Process circuit 1101 can be including more units, such as filter unit or module, and which is configured to make background noise
Estimator carries out low-pass filtering to linear prediction gain, thus creates one or more long-term estimations of linear prediction gain.Example
Action such as low-pass filtering can be performed by other means, for example, performed by determining unit or module 1107.
The embodiment of above-mentioned background noise estimator can be arranged to distinct methods embodiment described herein, for example
Linear prediction gain is limited and low-pass filtering;Determine between linear prediction gain and long-term estimation and estimate it for a long time
Between difference;And/or obtain and using spectrum nearness measurement etc..
Background noise estimator 1100 is assumed including for performing the other function (example of background noise estimation
Function as illustrated in appendix A).
Figure 12 shows the background noise estimator 1200 according to example embodiment.Background estimator 1200 includes for example using
In the input block of the residual amount of energy for receiving model order 0,2 and 16.Background estimator also includes processor and memorizer, described
Memorizer is included can be by the instruction of the computing device so that the background estimator is operated and is used for:Perform according to herein
The method of the embodiment of description.
Therefore, as shown in figure 13, background estimator can be including I/O unit 1301, for from model order 0,2
With 16 residual amount of energy calculate the first two characteristic set computer 1302, and for calculate spectrum nearness feature analyser
1303。
Background noise estimator as above can for example be included in VAD or SAD, encoder and/or decoder and (compile
Decoder) in, and/or be included in equipment (such as communication equipment).Communication equipment can be user equipment (UE), and its form is
Mobile phone, video camera, recorder, panel computer, desktop computer, kneetop computer, TV Set Top Boxes or home server/family
Front yard gateway/home access point/home router.In certain embodiments, communication equipment can be adapted for the coding of audio signal
And/or the communication network device of transcoding.The example of this communication network device is server, such as media server, application clothes
Business device, gateway and radio base station.Communication equipment can be adapted to ships, the nothing for being arranged in (be embedded in) such as steamer etc
In people's aircraft, aircraft and the such as road vehicle of automobile, bus or train etc.This embedded device generally falls into vehicle letter
Breath unit or vehicle infotainment system.

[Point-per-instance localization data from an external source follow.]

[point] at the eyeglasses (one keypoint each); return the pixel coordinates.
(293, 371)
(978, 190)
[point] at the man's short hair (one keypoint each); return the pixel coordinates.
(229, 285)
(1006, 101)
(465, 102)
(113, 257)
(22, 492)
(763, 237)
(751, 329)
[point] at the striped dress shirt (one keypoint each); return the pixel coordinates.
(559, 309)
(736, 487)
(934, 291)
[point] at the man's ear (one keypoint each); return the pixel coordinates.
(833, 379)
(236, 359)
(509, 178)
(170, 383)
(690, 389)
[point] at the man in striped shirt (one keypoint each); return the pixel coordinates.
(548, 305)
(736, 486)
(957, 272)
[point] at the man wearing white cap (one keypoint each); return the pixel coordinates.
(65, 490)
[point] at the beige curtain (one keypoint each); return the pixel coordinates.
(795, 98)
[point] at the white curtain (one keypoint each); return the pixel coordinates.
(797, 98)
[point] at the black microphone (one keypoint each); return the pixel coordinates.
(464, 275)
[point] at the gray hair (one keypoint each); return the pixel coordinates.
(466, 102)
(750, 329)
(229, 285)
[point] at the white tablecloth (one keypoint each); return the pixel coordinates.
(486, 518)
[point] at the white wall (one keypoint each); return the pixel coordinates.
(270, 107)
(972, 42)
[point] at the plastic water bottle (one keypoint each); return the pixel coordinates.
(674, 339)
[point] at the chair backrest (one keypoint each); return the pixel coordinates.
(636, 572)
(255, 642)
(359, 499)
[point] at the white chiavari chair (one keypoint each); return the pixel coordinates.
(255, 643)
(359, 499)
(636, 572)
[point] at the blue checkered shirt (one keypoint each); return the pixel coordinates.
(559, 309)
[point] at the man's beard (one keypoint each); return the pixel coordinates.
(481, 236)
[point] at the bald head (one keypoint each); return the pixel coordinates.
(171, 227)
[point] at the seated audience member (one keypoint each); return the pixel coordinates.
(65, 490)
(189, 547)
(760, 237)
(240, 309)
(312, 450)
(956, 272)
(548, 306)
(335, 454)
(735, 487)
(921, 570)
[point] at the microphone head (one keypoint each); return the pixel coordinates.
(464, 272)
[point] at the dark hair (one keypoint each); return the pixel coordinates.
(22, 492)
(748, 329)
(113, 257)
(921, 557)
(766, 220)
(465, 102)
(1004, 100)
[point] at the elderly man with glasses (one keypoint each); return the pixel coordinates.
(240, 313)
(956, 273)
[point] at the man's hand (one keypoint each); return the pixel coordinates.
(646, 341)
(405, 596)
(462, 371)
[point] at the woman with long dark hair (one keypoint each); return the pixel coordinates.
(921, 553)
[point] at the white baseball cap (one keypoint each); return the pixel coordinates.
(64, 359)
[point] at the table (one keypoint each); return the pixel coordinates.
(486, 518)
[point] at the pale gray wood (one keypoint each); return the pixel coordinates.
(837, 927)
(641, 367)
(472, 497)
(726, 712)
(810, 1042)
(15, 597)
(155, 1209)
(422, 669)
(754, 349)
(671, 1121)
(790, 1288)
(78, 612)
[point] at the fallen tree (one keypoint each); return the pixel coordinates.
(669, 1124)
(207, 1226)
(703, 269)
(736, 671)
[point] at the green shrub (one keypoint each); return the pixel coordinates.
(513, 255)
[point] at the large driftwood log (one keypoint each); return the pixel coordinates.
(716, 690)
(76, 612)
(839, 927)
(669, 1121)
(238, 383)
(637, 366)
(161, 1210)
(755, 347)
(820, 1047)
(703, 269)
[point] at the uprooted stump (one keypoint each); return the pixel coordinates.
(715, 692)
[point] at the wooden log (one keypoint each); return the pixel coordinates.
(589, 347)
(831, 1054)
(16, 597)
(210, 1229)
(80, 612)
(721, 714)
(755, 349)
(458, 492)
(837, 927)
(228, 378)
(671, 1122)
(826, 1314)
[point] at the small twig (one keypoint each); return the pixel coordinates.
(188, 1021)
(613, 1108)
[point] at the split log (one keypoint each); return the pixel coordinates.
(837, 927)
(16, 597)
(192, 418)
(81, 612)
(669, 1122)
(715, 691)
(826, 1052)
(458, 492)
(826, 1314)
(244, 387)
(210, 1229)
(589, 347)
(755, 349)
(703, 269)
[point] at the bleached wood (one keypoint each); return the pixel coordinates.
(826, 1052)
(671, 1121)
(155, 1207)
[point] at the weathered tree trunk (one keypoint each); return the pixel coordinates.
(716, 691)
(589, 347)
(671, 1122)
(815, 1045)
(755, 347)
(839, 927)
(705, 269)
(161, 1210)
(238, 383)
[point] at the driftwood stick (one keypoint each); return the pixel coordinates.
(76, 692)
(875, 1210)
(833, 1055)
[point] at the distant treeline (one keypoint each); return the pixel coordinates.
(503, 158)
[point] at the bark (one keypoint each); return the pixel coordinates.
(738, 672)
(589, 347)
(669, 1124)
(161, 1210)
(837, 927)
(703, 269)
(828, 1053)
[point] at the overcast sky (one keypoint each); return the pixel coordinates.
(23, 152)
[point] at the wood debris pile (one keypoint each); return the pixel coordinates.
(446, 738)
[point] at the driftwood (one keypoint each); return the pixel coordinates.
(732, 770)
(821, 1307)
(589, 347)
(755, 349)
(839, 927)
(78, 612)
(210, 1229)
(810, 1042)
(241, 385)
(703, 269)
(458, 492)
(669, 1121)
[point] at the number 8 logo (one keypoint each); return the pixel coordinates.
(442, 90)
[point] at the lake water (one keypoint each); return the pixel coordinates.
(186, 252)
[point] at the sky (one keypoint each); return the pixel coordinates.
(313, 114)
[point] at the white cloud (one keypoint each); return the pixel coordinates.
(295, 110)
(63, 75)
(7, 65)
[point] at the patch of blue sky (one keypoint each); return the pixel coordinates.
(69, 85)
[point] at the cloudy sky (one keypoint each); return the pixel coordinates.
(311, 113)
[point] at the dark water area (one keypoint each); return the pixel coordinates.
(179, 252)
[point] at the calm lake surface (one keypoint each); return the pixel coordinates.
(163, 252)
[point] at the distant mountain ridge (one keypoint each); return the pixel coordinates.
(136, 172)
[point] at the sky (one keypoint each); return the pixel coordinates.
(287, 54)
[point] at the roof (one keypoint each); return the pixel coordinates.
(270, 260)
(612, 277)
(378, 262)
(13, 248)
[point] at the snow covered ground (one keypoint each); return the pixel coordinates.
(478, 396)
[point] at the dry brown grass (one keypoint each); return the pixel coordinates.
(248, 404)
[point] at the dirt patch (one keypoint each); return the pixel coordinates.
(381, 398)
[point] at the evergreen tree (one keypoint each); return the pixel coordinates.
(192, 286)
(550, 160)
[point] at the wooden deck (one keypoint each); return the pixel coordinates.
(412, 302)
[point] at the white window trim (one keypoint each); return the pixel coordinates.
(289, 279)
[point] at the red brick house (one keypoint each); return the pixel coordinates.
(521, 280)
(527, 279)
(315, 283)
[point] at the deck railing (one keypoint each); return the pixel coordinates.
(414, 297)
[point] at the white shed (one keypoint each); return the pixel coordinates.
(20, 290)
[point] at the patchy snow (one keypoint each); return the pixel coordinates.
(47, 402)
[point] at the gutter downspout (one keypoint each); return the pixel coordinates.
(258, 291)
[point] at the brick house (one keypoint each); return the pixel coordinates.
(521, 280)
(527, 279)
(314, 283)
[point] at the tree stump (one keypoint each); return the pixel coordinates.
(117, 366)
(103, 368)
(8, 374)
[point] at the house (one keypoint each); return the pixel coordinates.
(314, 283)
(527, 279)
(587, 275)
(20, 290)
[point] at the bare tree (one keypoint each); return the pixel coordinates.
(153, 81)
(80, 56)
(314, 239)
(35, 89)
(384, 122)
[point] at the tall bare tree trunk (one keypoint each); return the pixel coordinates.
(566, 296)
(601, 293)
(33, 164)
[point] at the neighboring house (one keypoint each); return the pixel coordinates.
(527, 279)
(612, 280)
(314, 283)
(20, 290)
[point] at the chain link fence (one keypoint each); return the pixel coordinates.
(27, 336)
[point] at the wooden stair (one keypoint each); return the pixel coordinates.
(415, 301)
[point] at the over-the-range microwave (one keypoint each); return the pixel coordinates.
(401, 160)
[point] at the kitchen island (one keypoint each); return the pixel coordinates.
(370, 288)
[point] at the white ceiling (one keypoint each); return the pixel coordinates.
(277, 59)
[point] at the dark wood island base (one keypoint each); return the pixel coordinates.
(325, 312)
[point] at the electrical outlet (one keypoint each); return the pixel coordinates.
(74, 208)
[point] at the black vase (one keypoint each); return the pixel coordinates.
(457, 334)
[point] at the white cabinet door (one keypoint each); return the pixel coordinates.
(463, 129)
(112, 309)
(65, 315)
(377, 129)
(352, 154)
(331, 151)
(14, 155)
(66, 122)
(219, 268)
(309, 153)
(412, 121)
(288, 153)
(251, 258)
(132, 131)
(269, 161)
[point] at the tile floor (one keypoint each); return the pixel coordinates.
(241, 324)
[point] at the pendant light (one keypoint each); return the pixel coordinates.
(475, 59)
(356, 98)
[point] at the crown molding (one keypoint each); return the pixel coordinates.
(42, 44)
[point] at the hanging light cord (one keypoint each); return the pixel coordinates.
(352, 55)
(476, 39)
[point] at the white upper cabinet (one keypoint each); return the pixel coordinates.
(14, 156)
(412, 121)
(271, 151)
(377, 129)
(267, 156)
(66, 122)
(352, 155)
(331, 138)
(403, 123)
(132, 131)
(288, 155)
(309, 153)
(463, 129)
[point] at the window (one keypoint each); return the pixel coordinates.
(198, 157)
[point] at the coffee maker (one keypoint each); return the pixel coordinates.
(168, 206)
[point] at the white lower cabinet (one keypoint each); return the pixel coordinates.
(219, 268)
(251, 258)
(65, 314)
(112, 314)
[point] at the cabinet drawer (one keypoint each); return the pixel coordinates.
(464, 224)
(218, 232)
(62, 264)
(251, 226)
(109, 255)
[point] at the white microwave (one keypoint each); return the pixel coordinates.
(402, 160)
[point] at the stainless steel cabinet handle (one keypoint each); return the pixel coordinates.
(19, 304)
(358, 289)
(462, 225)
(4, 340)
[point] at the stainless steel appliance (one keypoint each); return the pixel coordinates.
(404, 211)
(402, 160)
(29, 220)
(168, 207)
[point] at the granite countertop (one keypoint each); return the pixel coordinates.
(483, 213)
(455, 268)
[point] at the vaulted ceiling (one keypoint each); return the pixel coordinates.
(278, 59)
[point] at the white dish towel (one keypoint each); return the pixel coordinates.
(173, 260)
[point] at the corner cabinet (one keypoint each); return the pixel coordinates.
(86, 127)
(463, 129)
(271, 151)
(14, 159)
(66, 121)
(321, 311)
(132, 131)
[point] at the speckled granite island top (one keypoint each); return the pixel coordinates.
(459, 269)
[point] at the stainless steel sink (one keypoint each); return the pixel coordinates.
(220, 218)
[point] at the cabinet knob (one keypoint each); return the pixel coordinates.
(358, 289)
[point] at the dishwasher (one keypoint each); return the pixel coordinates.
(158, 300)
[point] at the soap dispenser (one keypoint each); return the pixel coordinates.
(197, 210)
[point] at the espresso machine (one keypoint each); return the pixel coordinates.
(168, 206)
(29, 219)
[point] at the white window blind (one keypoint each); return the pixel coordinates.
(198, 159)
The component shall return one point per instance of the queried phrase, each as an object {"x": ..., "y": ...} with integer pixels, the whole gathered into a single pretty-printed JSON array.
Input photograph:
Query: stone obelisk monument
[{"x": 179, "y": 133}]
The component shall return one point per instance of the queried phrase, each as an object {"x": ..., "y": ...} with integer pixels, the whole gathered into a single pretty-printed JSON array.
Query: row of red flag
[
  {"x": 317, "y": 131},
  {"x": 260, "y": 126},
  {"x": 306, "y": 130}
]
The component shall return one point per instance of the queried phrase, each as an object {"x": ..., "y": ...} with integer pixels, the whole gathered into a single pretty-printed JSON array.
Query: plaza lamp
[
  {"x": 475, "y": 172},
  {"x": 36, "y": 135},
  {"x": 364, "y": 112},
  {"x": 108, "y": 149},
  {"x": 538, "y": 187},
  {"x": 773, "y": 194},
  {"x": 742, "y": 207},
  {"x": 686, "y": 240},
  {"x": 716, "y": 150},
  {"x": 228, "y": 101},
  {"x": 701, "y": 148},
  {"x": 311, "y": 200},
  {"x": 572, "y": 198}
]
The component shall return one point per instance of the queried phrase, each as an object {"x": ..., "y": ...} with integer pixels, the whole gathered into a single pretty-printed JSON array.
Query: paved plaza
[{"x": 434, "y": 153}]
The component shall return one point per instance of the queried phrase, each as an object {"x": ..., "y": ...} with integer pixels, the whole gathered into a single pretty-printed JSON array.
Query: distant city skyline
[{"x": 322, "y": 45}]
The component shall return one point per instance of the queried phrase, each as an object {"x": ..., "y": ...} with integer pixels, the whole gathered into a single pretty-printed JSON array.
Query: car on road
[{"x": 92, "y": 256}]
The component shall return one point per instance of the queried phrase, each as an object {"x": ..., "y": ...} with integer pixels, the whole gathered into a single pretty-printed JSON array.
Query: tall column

Steps described herein, function, process, module, unit and/or frame can be realized hard using any routine techniquess
In part, such as using discrete circuit or integrated circuit technique, including both general purpose electronic circuitry and special circuit.
Particular example includes the digital signal processor and other known electronic circuits of one or more suitable configurations, for example
For performing the discrete logic gates or special IC (ASIC) of the interconnection of specific function.
Alternatively, at least some of above-mentioned steps, function, process, module, unit and/or frame can realize in software,
The software is, for example, come the computer program for performing by the suitable process circuit including one or more processing units.In net
Before the use of the computer program in network node and/or period, software can be by such as electronic signal, optical signalling, wirelessly
The carrier of the signal of telecommunication or computer-readable recording medium is carried.
When executed by one or more processors, the flow chart (one or more) introduced herein can be considered as to calculate
Machine flow chart (one or more).Corresponding device may be defined as one group of functional module, wherein by each step of computing device
Suddenly correspond to One function module.In this case, Implement of Function Module is the computer program for running on a processor.
The example of process circuit is included but is not limited to:One or more microprocessors, one or more Digital Signal Processing
Device (DSP), one or more CPU (CPU) and/or any appropriate Programmable Logic Device, such as one or many
Individual field programmable gate array (FPGA) or one or more programmable logic controller (PLC)s (PLC).That is, it is above-mentioned not
The combination of analog or digital circuit is may be implemented as, and/or by being stored in the unit or module in the arrangement in node
The one or more processors of software and/or firmware configuration in reservoir.In these processors one or more and other
Digital hardware can be included in single asic (ASIC), or several processors and various digital hardwares can be with
It is distributed on several detached components, it is whether individually encapsulating or being assembled into SOC(system on a chip) (SoC).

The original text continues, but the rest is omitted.